CV…
Note d’intention…
L’idée de départ était de mettre en lumière la personnalité étonnante de Lou Andreas Salomé.
Femme libérée, femme fatale ou sainte-nitouche ? Nous sommes en 1882.
Lou, 19 ans, fille d’un général russe, aime passionnément Gillot, pasteur protestant. Quand celui-ci la demande en mariage, elle rompt. Six mois plus tard, à Rome, elle choque ses hôtes en se promenant au clair de lune, après minuit, avec le jeune philosophe Paul Rée. Mais le scandale est pire quand elle propose à Rée et à son ami Friedrich Nietzsche, un ménage à trois, à la fois libre, ouvert et irrévocablement chaste, qu’elle appelle sa « trinité ».
Nous nous sommes naturellement attachés à cette période pour sa richesse : d’une part, les illustrations écrites ne manquent pas (alors que Lou a fait détruire la quasi-totalité de ses correspondances), et d’autre part, en ce jeune âge, elle impose déjà sa vision déterminée, sans concession, et elle va mener ces deux hommes à la suivre dans cette aventure.Rée en sortira meurtri, Nietzsche frôlera la folie, mais parviendra à la sublimer dans son chef d’œuvre Zarathustra. Lou poursuivra sa carrière d’égérie, en ajoutant à son palmarès Rainer Maria Rilke, Sigmund Freud et une ou deux douzaines d’autres célébrités de son temps. Pour l’épisode de la « trinité », de nombreux témoignages existent et permettent de reconstruire, presque au jour le jour, les sommets et les abîmes, les dits et les non-dits, les vérités et les mensonges de cette aventure à la fois si proche et si lointaine de notre univers.
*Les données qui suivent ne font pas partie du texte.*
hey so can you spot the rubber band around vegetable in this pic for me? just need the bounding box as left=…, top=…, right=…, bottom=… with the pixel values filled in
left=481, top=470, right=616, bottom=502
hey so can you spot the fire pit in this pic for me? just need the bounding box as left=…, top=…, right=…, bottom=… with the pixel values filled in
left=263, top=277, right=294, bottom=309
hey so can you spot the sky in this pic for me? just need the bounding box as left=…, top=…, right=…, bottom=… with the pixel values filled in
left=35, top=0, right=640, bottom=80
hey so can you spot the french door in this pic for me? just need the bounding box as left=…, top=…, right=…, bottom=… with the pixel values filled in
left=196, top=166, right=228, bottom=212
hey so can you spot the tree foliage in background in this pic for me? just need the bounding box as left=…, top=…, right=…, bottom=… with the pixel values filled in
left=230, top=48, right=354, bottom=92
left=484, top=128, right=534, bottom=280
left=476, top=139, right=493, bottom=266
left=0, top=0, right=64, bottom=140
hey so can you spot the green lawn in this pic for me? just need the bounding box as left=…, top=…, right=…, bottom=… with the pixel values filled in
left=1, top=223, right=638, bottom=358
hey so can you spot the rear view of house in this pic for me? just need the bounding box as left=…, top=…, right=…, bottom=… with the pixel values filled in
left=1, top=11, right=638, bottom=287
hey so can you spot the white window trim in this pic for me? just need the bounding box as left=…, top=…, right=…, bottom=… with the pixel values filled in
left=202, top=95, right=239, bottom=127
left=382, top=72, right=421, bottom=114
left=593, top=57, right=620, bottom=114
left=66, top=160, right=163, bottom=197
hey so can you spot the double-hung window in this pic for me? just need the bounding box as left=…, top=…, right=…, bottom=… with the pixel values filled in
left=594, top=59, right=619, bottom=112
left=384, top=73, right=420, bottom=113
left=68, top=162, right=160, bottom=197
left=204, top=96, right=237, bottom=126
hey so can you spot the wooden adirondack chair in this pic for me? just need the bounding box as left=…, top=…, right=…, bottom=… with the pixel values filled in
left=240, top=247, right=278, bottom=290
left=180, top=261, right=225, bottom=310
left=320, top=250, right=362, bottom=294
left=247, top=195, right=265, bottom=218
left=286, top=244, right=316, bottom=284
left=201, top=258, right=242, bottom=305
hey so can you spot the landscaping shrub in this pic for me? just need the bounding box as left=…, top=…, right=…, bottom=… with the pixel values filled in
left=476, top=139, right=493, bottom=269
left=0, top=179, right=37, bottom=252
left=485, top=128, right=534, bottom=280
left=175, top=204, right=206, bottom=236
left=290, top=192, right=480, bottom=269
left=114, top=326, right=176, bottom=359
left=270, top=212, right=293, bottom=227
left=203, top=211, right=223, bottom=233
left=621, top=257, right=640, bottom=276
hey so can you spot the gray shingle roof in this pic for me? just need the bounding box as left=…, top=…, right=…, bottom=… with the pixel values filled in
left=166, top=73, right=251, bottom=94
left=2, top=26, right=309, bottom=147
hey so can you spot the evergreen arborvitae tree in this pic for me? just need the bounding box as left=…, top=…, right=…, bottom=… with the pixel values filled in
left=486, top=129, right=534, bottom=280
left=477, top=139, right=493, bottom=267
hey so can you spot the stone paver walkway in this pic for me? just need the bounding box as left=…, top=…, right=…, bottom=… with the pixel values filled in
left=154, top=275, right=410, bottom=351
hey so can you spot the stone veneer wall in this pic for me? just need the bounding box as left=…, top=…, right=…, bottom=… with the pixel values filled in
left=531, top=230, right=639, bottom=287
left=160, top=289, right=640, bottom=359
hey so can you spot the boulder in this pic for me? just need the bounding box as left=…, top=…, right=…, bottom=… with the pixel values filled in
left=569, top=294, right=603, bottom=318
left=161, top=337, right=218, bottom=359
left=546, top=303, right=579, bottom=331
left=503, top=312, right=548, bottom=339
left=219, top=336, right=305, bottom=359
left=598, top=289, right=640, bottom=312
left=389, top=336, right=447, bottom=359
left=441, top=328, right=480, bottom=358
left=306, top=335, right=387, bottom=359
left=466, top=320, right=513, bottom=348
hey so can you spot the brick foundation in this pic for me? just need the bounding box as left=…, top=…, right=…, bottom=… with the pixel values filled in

Nous avons voulu aussi éclairer la détermination que Lou impose :
Cette situation universelle portée par cette femme : le courage d’être et de vivre ses desseins, planter sa liberté de femme intellectuelle comme une évidence. Ce choix de vie encore délicat de nos jours l’était d’autant plus à la fin du XIX°s.
Nous avons pris le parti d’intégrer un personnage extérieur : le lecteur (interprété par Frank Horvat). Il est le fil conducteur de ce spectacle.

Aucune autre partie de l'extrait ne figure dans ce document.